Energy and wastewater treatment solutions from algae
Algae cultivation generates a biomass that is suitable for energy production and as fertiliser or landscaping material. If clean source materials are used, algae can also be produced as nutrients or medicinal ingredients.
From the University of Vaasa, the participants in the multidisciplinary algae research project are: Erkki Hiltunen, Director of Research at Vaasa Energy Institute; Liandong Zhu, researcher at the Energy Technology Department; and Petra Berg, PhD student at the Marketing Department.
– Algae have a wide range of applications, including various cultivation methods, algae collection methods and refining of the generated biomass into different forms of energy. In order for algae production to be profitable, the cost efficiency and earnings logic of different options must also be studied, says Erkki Hiltunen.
The aim of the Nordic cooperation project is to study various species of algae and whether their cultivation is suitable for Nordic conditions and different purposes.
– Here at the University of Vaasa, we study the profitability of algae cultivation, i.e. which species best produces biomass and then bioenergy (e.g., biogas, bioethanol and biodiesel) for large-scale use, says Petra Berg.
Growing algae clean wastewater
Researcher Liangdong Zhu studied algae cultivation for her doctoral thesis. She utilised diluted wastewater from piggeries to grow the microalga Chlorella zofingiensis. Oil-containing microalgae can be used to produce biodiesel. At the same time, they also clean wastewater.
– My previous research in China, my home country, and my doctoral thesis in Finland provide a sound basis for the project about to be launched. Sewage sludge mobility and methane production can be enhanced by adding algae. Algae cultivation costs can be reduced by utilising the nutrients contained in sewage water. Growing algae can remove up to 84–92 per cent of nitrogen and 59–74 per cent of phosphorus, says Liandong Zhu.
Pått and Stormossen as stakeholder partners
The cultivation of algae in wastewater implements the principles of sustainable development, especially in terms of water use.
– Our stakeholder partners in the research are the Pått wastewater treatment plant in the Palosaari district in Vaasa and Stormossen, a waste management company, says Berg.
The future vision is to use microalgae to treat sludge in the wastewater ponds of the Pått wastewater treatment plant. Oil-containing algae also increase waste mass mobility. This means that, in the future, it might be possible to transfer the waste mass from the wastewater treatment plant to Stormossen's waste centre through a new pipe more efficiently and at lower costs.

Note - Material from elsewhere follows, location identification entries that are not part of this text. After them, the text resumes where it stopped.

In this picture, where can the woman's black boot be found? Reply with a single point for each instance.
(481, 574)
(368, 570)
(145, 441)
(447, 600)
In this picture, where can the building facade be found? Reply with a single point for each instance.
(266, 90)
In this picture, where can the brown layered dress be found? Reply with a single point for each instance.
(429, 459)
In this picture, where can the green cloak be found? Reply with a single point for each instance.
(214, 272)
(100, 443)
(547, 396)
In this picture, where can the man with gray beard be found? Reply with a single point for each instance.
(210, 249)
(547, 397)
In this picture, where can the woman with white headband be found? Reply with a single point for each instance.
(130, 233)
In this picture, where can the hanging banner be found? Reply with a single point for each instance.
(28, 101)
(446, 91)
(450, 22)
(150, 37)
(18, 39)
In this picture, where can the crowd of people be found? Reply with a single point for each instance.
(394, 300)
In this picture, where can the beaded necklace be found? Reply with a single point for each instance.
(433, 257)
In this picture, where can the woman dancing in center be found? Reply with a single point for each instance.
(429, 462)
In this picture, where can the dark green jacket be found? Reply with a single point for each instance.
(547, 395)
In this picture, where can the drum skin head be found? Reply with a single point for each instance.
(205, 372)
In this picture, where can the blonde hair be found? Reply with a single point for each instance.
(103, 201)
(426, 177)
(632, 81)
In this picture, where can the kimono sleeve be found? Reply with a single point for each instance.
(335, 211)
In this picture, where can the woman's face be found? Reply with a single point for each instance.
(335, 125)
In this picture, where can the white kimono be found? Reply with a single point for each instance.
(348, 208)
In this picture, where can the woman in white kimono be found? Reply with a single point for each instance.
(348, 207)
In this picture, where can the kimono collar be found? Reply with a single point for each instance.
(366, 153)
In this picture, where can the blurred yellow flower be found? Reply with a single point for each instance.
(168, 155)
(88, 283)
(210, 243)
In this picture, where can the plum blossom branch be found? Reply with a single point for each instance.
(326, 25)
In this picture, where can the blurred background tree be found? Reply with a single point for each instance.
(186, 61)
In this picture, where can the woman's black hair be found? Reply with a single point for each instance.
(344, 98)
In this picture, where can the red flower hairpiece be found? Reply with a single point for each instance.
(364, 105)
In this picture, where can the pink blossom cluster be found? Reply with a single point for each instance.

– Water treatment would be even more efficient in Vaasa in the future, and the method might also be better at reducing smell. After completion of the pipe, above-ground transport would no longer be necessary, states Berg.
With the aim of creating a network for the algae industry
In addition to the University of Vaasa, the other partners in the three-year project are: Novia University of Applied Sciences from Finland; Swedish University of Agricultural Sciences (Umeå), Mid Sweden University (Sundsvall), Nattviken Invest AB and Biofuel Region Bfr AB from Sweden; and Norwegian Institute of Bioeconomy Research (NIBIO) from Norway.
A network for algae industry stakeholders will also be created during the project. The companies of the Nordic cooperation network will be small and medium-sized, such as wastewater treatment plants, biogas producers, dairy farms, power plants, and pulp and paper industry plants.
The TransAlgae project has received funding from the EU's Botnia-Atlantica programme. Project funding totals EUR 2.2 million, with Vaasa Energy Institute's and the University of Vaasa's shares being slightly less than EUR 700.000 and over EUR 250,000, respectively.